Co wiesz o Irenie Sendlerowej? Ale tak bez zaglądania do wikipedii i bez ściemy? Staruszka, która wynosiła dzieci z getta i umieszczała je w polskich rodzinach, przytułkach i klasztorach. Staruszka gdy o tym opowiadała i pokazywały ją media, choć w wyobraźni wciąż z trudem dekoduję w zdjęciach tej młodej kobiety przyszłą bohaterkę popkultury. Anna Bikont zmierzyła się z legendą, mitami i dziesiątkami wersji historii o Irenie Sendlerowej, w efekcie napisała książkę nie mającą sobie równych w ostatnich latach - polifoniczny reportaż, w którym Autorka czyta wszystko - od wywiadów przez dokumenty, niepublikowane rozmowy, archiwa po opowiadania, poezję i komiksy - wszędzie szukając śladów prawdziwej opowieści o Holokauście i swojej bohaterce. Rozmawia też ze wszystkimi - bibliografa z jednej strony jest wspaniała, z drugiej uświadamia ile pracy wykonała autorka “My z Jedwabnego”. Mając do dyspozycji wielokrotnie przerobione, pozmieniane i przepisywane opowieści Bikont szuka tych najbardziej prawdopodobnych. Nie odpuszcza swojej bohaterce - weryfikuje wszystkie jej wypowiedzi i wielokrotnie znajduje nie tylko nieścisłości, ale zwyczajne mity czy przekłamania. Za chwilę o tym więcej, ale na mnie największe wrażenie robią sytuację, gdy Bikont odkrywa w opowiadaniu jednej osoby historię innej i potrafi ją precyzyjnie zlokalizować. To trochę tak jakby czytać Nowy Testament i mieć w głowie całą konkordancję do Starego. Czy jakoś tak.

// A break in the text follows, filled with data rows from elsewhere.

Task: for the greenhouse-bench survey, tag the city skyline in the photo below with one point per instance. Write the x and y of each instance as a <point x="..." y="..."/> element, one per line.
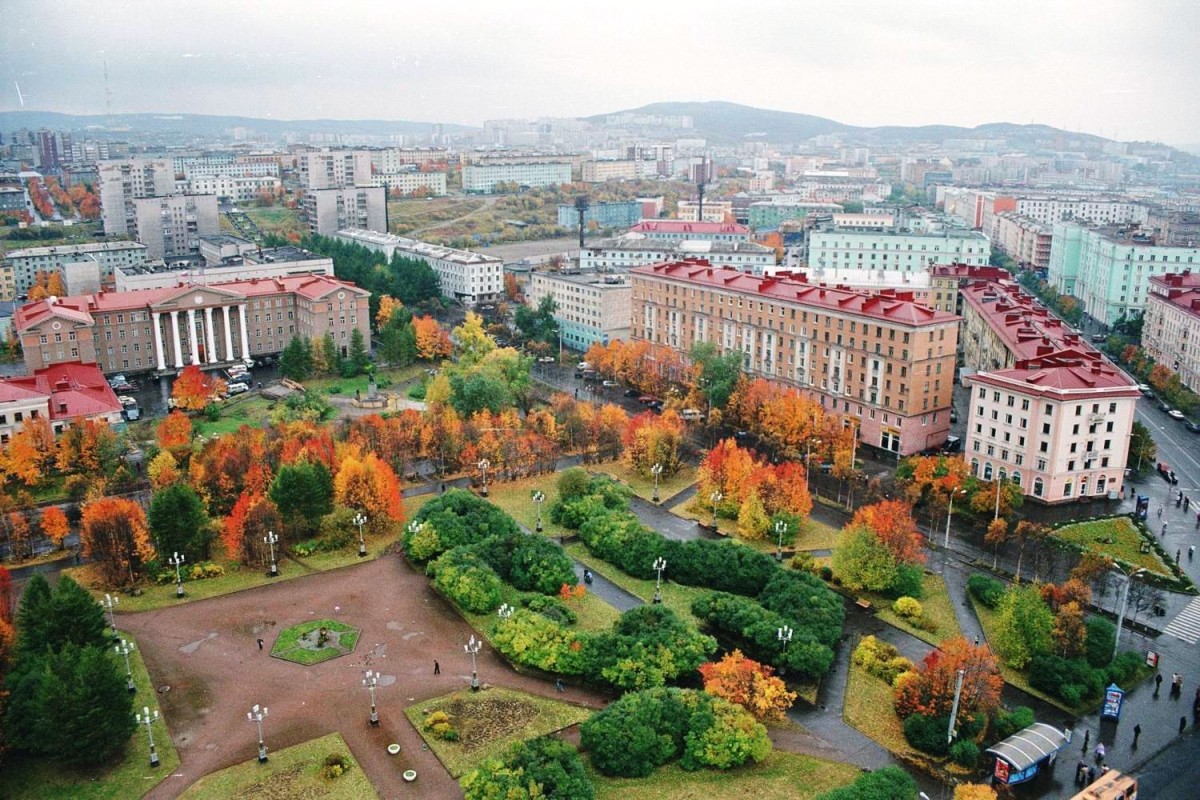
<point x="1111" y="68"/>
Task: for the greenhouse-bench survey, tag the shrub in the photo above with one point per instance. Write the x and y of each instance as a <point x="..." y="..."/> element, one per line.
<point x="927" y="733"/>
<point x="965" y="752"/>
<point x="909" y="608"/>
<point x="987" y="590"/>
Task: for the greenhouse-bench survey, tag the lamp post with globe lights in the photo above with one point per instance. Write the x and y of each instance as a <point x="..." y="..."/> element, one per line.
<point x="271" y="540"/>
<point x="257" y="715"/>
<point x="361" y="519"/>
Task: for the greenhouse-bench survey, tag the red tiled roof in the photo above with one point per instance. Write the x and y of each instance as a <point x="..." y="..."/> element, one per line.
<point x="683" y="227"/>
<point x="888" y="304"/>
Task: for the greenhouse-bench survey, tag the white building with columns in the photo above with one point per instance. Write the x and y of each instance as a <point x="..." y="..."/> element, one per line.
<point x="163" y="330"/>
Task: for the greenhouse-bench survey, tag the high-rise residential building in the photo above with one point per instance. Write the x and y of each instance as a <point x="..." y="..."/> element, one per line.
<point x="591" y="307"/>
<point x="19" y="269"/>
<point x="882" y="360"/>
<point x="1048" y="411"/>
<point x="1109" y="268"/>
<point x="1170" y="334"/>
<point x="471" y="278"/>
<point x="125" y="180"/>
<point x="330" y="210"/>
<point x="173" y="224"/>
<point x="165" y="329"/>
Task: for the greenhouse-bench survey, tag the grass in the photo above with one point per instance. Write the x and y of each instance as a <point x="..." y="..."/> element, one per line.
<point x="489" y="722"/>
<point x="780" y="776"/>
<point x="675" y="596"/>
<point x="23" y="779"/>
<point x="291" y="774"/>
<point x="1125" y="547"/>
<point x="937" y="606"/>
<point x="288" y="644"/>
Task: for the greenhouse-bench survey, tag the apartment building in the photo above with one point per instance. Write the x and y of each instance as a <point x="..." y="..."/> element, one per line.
<point x="591" y="307"/>
<point x="19" y="269"/>
<point x="895" y="250"/>
<point x="165" y="329"/>
<point x="471" y="278"/>
<point x="173" y="224"/>
<point x="123" y="181"/>
<point x="631" y="250"/>
<point x="330" y="210"/>
<point x="1109" y="268"/>
<point x="882" y="360"/>
<point x="1171" y="330"/>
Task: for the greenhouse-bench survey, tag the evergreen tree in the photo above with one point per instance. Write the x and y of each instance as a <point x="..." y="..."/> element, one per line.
<point x="180" y="523"/>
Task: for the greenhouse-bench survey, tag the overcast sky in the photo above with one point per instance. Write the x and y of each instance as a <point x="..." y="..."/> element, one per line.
<point x="1122" y="68"/>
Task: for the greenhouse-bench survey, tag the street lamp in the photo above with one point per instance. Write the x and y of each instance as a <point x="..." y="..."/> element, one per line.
<point x="949" y="512"/>
<point x="271" y="540"/>
<point x="473" y="648"/>
<point x="1125" y="602"/>
<point x="659" y="565"/>
<point x="538" y="499"/>
<point x="177" y="560"/>
<point x="148" y="719"/>
<point x="124" y="649"/>
<point x="483" y="467"/>
<point x="361" y="519"/>
<point x="257" y="715"/>
<point x="111" y="603"/>
<point x="371" y="680"/>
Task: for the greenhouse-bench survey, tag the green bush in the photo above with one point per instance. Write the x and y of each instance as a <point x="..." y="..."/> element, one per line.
<point x="987" y="590"/>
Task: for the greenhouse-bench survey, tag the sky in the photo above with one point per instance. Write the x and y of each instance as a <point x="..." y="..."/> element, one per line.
<point x="1121" y="68"/>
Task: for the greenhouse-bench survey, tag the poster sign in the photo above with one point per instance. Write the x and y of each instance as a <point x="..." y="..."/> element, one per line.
<point x="1114" y="696"/>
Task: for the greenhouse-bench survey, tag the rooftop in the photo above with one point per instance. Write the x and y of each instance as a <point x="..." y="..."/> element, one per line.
<point x="785" y="287"/>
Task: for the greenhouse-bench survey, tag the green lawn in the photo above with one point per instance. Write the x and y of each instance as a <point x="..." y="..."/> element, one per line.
<point x="489" y="722"/>
<point x="41" y="780"/>
<point x="780" y="776"/>
<point x="291" y="774"/>
<point x="939" y="611"/>
<point x="1125" y="547"/>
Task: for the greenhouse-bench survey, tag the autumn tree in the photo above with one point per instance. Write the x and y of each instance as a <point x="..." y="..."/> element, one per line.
<point x="114" y="534"/>
<point x="193" y="389"/>
<point x="54" y="525"/>
<point x="930" y="690"/>
<point x="751" y="685"/>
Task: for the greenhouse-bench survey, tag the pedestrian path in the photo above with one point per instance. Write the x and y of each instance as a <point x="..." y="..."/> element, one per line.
<point x="1186" y="624"/>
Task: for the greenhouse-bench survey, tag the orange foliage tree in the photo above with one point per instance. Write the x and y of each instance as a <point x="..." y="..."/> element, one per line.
<point x="749" y="684"/>
<point x="892" y="523"/>
<point x="369" y="485"/>
<point x="55" y="525"/>
<point x="930" y="690"/>
<point x="193" y="389"/>
<point x="115" y="535"/>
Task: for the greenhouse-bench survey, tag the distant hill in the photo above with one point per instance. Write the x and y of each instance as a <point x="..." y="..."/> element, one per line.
<point x="731" y="121"/>
<point x="215" y="125"/>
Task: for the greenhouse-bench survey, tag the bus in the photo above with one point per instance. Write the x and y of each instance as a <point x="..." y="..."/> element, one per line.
<point x="1110" y="786"/>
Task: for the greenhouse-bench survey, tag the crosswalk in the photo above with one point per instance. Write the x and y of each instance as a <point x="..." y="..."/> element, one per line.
<point x="1187" y="624"/>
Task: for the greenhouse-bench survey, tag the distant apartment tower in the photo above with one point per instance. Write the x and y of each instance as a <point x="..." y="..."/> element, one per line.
<point x="330" y="210"/>
<point x="124" y="181"/>
<point x="173" y="224"/>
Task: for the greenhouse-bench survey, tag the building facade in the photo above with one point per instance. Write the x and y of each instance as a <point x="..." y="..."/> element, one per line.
<point x="591" y="308"/>
<point x="881" y="360"/>
<point x="330" y="210"/>
<point x="471" y="278"/>
<point x="162" y="330"/>
<point x="1170" y="334"/>
<point x="1109" y="269"/>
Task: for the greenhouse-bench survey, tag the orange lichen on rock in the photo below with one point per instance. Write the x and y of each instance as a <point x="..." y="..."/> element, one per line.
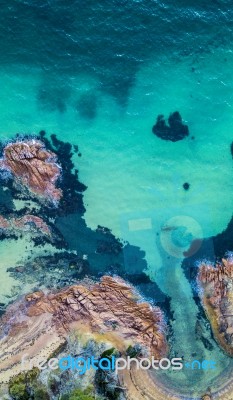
<point x="216" y="292"/>
<point x="34" y="167"/>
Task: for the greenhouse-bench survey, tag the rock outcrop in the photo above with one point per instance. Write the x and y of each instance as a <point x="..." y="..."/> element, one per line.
<point x="39" y="323"/>
<point x="33" y="167"/>
<point x="28" y="223"/>
<point x="174" y="131"/>
<point x="216" y="291"/>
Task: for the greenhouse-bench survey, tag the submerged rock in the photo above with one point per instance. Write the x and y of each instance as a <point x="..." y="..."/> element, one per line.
<point x="174" y="131"/>
<point x="39" y="323"/>
<point x="216" y="283"/>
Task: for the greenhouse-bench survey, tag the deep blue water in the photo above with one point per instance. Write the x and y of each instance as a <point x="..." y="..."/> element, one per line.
<point x="109" y="39"/>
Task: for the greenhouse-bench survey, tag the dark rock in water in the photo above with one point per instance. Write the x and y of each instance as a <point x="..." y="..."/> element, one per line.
<point x="174" y="131"/>
<point x="186" y="186"/>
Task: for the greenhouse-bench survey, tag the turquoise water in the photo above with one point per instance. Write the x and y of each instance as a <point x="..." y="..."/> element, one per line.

Reportaż Anny Bikont o życiu Sendlerowej przetykany jest opowieściami osób, które zetknęły się z nią - były przez nią ukrywane; postaci, którym w jakimś momencie pomogła, albo które po prostu bardzo chciały być przez nią uratowane. Renata Skotnicka, która sporo zrobiła dla promocji postaci Sendlerowej za oceanem i wielokrotnie mówiła, że została przez nią uratowana, przyparta przez Bikont do muru, przyznaje, że Sendlerowa nie miała nic wspólnego z jej uratowaniem, a “jak tylko zobaczyłam Irenę, zapragnęłam, by była częścią mojego życia.” Ile było takich osób? Co jest mitem, ile historii stało się prawdą dzięki potrzebie tworzenia ciekawej opowieści? Większość dzieci nie pamiętała Sendlerowej, kolejne kryjówki zlewały się, ludzie, miejsca, czasy - wszystko płynne. A jednocześnie powstało dziesiątki opowieści o tych wydarzeniach - w większości według podobnych wzorców. Tak jest w przypadku marszu Korczaka i “jego” dzieci na Umschlagplatz, który opisywany jest w dziesiątkach historii jako godny pochód, w którym niesiono sztandary i grała muzyka, a obserwowało ją sporo ludzi, którzy później to opisali. Prawda jest daleka od tych uroczych i pobudzających wyobraźnię obrazków. Tu właśnie rysuje się to co dostrzegamy w prozie postholokaustowej (zwłaszcza współczesnej) - przenoszenia toposów i strategii narracyjnych na konkretne momenty i postaci historyczne, niezgodnie z realiami historycznymi, często w moralizatorskim celu (‘vide’ Rumkowski). Tak tworzona pamięć o historii produkuje dzieła czasem wybitne, ale często kiczowate, korzystające z prostych kodów. O ile mniej pretensji można mieć do postaci takich jak Sendlerowa, tak już do pisarzy i pisarek, którzy wtórnie opowiadają tą hstorię - można. Ale o tym kiedy indziej.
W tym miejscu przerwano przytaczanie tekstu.